Bartlomiej Czech, Joanna L. Karczmarek, Fernando Nogueira, Mark Van Raamsdonk

TL;DR

This work demonstrates that asymptotically global AdS spacetimes admit a Rindler-like holographic description as an entangled pair of Hd CFTs, with each Hd CFT’s reduced density matrix describing physics in a single Rindler wedge. The authors show how the global AdS vacuum corresponds to a thermally entangled Hd CFT state, and explore the microstate geometries that underlie wedge physics, arguing that typical microstates resemble wedge AdS away from the horizon but replace the horizon with a singular boundary. They substantiate the role of entanglement in reconstructing bulk geometry through both field-theoretic (entanglement structure and stress-energy cancellations) and gravitational (hyperbolic black hole) analyses, and illustrate how disentangling alters the spacetime by increasing wedge separation and modifying minimal-surface areas. The work further connects these ideas to cosmological holography, suggesting observer-dependent patches offer a path toward non-perturbative quantum gravity descriptions of cosmologies where no observer has access to the full spacetime, albeit with caveats and open questions. Overall, it provides a concrete framework linking observer-bound patches, entanglement, and bulk geometry in AdS/CFT with potential implications for holography in cosmology.

Abstract

In this note, we explain how asymptotically globally AdS spacetimes can be given an alternate dual description as entangled states of a pair of hyperbolic space CFTs, which are associated with complementary Rindler wedges of the AdS geometry. The reduced density matrix encoding the state of the degrees of freedom in one of these CFTs describes the physics in a single wedge, which we can think of as the region of spacetime accessible to an accelerated observer in AdS. For pure AdS, this density matrix is thermal, and we argue that the microstates in this thermal ensemble correspond to spacetimes that are almost indistinguishable from a Rindler wedge of pure AdS away from the horizon, but with the horizon replaced by some kind of singularity where the geometrical description breaks down.

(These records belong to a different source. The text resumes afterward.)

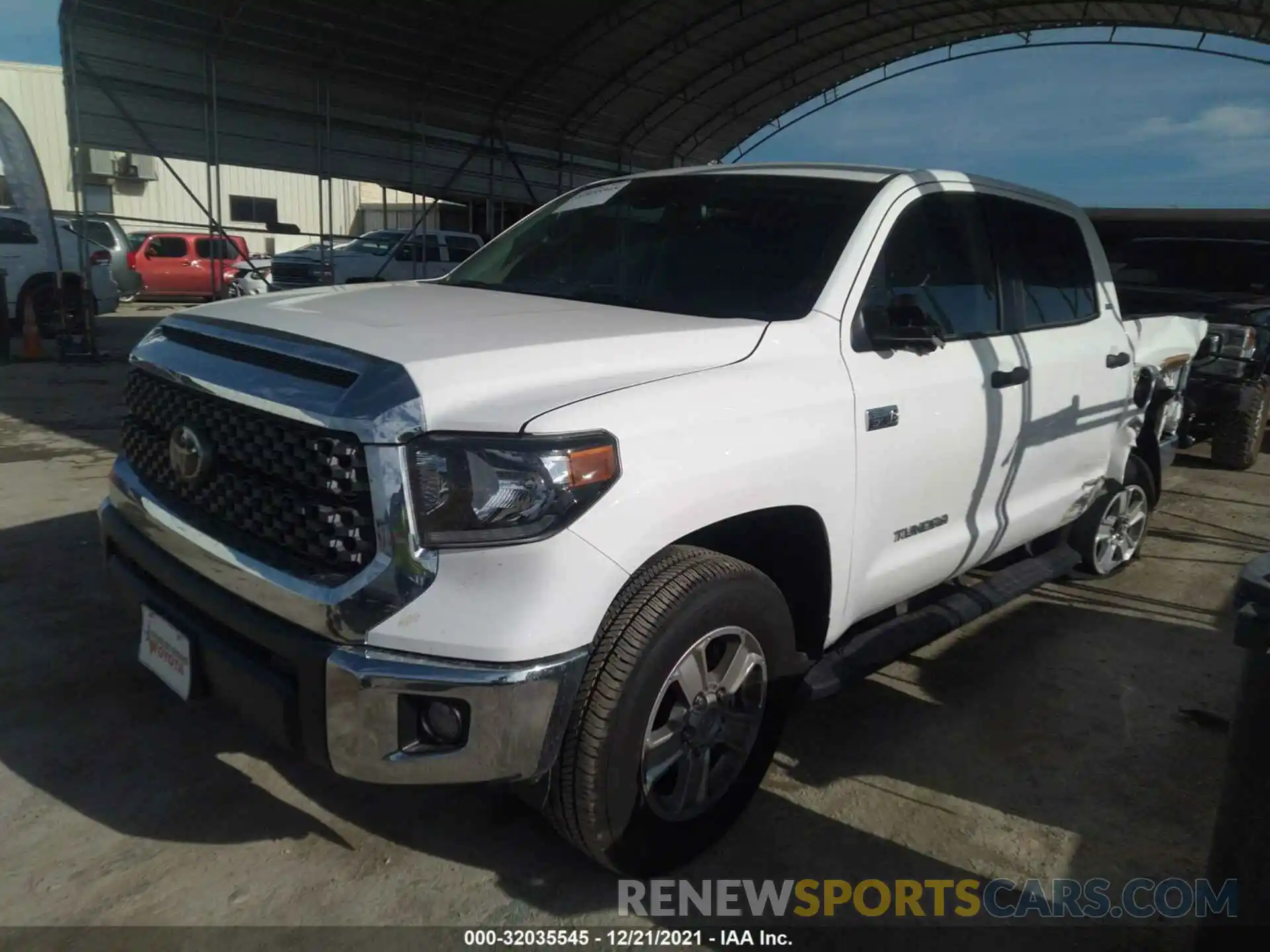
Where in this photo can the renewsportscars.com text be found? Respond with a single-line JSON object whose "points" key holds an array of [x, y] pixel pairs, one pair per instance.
{"points": [[1002, 899]]}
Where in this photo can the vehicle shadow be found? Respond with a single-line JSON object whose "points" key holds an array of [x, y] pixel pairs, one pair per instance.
{"points": [[1056, 720], [1053, 717], [55, 408]]}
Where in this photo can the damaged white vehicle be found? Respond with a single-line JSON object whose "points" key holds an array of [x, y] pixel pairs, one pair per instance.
{"points": [[591, 512]]}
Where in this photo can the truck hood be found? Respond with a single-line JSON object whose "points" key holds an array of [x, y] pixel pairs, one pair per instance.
{"points": [[493, 361], [1165, 340]]}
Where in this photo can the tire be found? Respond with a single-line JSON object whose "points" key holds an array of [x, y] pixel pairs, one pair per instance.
{"points": [[600, 795], [1240, 429], [1109, 537]]}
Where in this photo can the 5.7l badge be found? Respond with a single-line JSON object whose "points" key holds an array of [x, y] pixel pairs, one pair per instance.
{"points": [[908, 531]]}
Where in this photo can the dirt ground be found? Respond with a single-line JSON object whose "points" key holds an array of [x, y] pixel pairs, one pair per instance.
{"points": [[1047, 740]]}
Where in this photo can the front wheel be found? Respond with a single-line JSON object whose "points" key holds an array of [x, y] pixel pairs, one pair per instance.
{"points": [[679, 713], [1240, 429], [1111, 535]]}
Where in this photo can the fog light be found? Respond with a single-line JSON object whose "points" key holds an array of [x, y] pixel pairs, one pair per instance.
{"points": [[444, 723]]}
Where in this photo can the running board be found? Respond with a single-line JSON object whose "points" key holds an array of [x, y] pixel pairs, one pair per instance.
{"points": [[874, 649]]}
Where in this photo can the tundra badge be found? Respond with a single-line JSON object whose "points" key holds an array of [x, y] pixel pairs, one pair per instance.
{"points": [[921, 527]]}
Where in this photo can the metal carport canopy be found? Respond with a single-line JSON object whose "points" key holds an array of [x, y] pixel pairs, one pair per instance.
{"points": [[513, 99]]}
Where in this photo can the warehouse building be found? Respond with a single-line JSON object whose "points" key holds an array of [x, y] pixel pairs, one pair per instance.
{"points": [[275, 211]]}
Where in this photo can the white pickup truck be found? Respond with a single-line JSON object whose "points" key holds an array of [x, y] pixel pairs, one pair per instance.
{"points": [[592, 512]]}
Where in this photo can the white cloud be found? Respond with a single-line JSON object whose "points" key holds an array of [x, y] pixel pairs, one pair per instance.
{"points": [[1227, 122]]}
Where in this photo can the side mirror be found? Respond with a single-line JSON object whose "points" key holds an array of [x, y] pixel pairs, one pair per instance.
{"points": [[1137, 276], [904, 327], [923, 340], [1209, 347]]}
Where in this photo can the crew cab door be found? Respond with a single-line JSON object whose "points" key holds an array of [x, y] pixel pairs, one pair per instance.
{"points": [[1079, 394], [21, 257], [933, 428]]}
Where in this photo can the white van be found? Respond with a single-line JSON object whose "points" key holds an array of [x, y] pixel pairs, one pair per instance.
{"points": [[429, 255], [34, 245]]}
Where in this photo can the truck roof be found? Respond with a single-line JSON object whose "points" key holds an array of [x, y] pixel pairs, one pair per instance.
{"points": [[854, 172]]}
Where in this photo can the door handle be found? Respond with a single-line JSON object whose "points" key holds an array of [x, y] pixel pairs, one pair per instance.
{"points": [[1001, 379], [1118, 360]]}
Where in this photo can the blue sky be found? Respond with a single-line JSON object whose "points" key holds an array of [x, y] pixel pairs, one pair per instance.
{"points": [[1101, 126]]}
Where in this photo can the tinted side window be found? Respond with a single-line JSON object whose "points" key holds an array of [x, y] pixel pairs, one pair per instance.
{"points": [[409, 251], [461, 248], [101, 233], [937, 260], [1052, 264], [16, 231], [219, 248], [169, 247]]}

This alternate description of AdS, based on patches associated with particular observers, may give insight into the holographic description of cosmologies where no observer has access to the full spacetime.

Rindler Quantum Gravity

TL;DR

This work demonstrates that asymptotically global AdS spacetimes admit a Rindler-like holographic description as an entangled pair of Hd CFTs, with each Hd CFT’s reduced density matrix describing physics in a single Rindler wedge. The authors show how the global AdS vacuum corresponds to a thermally entangled Hd CFT state, and explore the microstate geometries that underlie wedge physics, arguing that typical microstates resemble wedge AdS away from the horizon but replace the horizon with a singular boundary. They substantiate the role of entanglement in reconstructing bulk geometry through both field-theoretic (entanglement structure and stress-energy cancellations) and gravitational (hyperbolic black hole) analyses, and illustrate how disentangling alters the spacetime by increasing wedge separation and modifying minimal-surface areas. The work further connects these ideas to cosmological holography, suggesting observer-dependent patches offer a path toward non-perturbative quantum gravity descriptions of cosmologies where no observer has access to the full spacetime, albeit with caveats and open questions. Overall, it provides a concrete framework linking observer-bound patches, entanglement, and bulk geometry in AdS/CFT with potential implications for holography in cosmology.

Abstract

In this note, we explain how asymptotically globally AdS spacetimes can be given an alternate dual description as entangled states of a pair of hyperbolic space CFTs, which are associated with complementary Rindler wedges of the AdS geometry. The reduced density matrix encoding the state of the degrees of freedom in one of these CFTs describes the physics in a single wedge, which we can think of as the region of spacetime accessible to an accelerated observer in AdS. For pure AdS, this density matrix is thermal, and we argue that the microstates in this thermal ensemble correspond to spacetimes that are almost indistinguishable from a Rindler wedge of pure AdS away from the horizon, but with the horizon replaced by some kind of singularity where the geometrical description breaks down. This alternate description of AdS, based on patches associated with particular observers, may give insight into the holographic description of cosmologies where no observer has access to the full spacetime.

Paper Structure

This paper contains 12 sections, 56 equations, 9 figures.

Figures (9)

  • Figure 1: A pair of accelerating observers in pure global AdS. The spacetime region accessible to each is a wedge whose boundary geometry can be chosen as $H^d \times R$. Each wedge has a dual description as a thermal state of a CFT on this $H^d \times R$ boundary geometry. The full spacetime is described by an entangled state of the two $H^d$ CFTs.
  • Figure 2: Quantum superposition of microstate geometries yielding pure AdS spacetime. Each choice of complementary Rindler wedges leads to a different decomposition of AdS into a superposition of disconnected spacetimes.
  • Figure 3: Static observer in de Sitter space (left) and accelerated observer in AdS. Both have access to only a portion of the full spacetime, bounded (on one side in the AdS case) by a horizon with a thermal character.
  • Figure 4: Conformal map from the boundary of a Poincare patch to Minkowski space. Region $D_L$ (solid) maps to one Rindler wedge of Minkowski space, while the dotted region, $D_R$, maps to the other wedge. The Poincare patch boundary $D_P$ is the region bounded by dashed lines.
  • Figure 5: Wedges of pure AdS spacetime. Field theory observables in $D_R$ (the shaded part of the boundary cylinder) probe the bulk region $J^+(D_R) \cap J^-(D_R)$ (the shaded region of the bulk). Any point in this region can receive a light signal (blue line) from and send a light signal to $D_R$. Physics outside this region can be altered by changes on the boundary that do not affect the state of the fields in $D_R$. One trajectory along which such changes propagate is shown in red.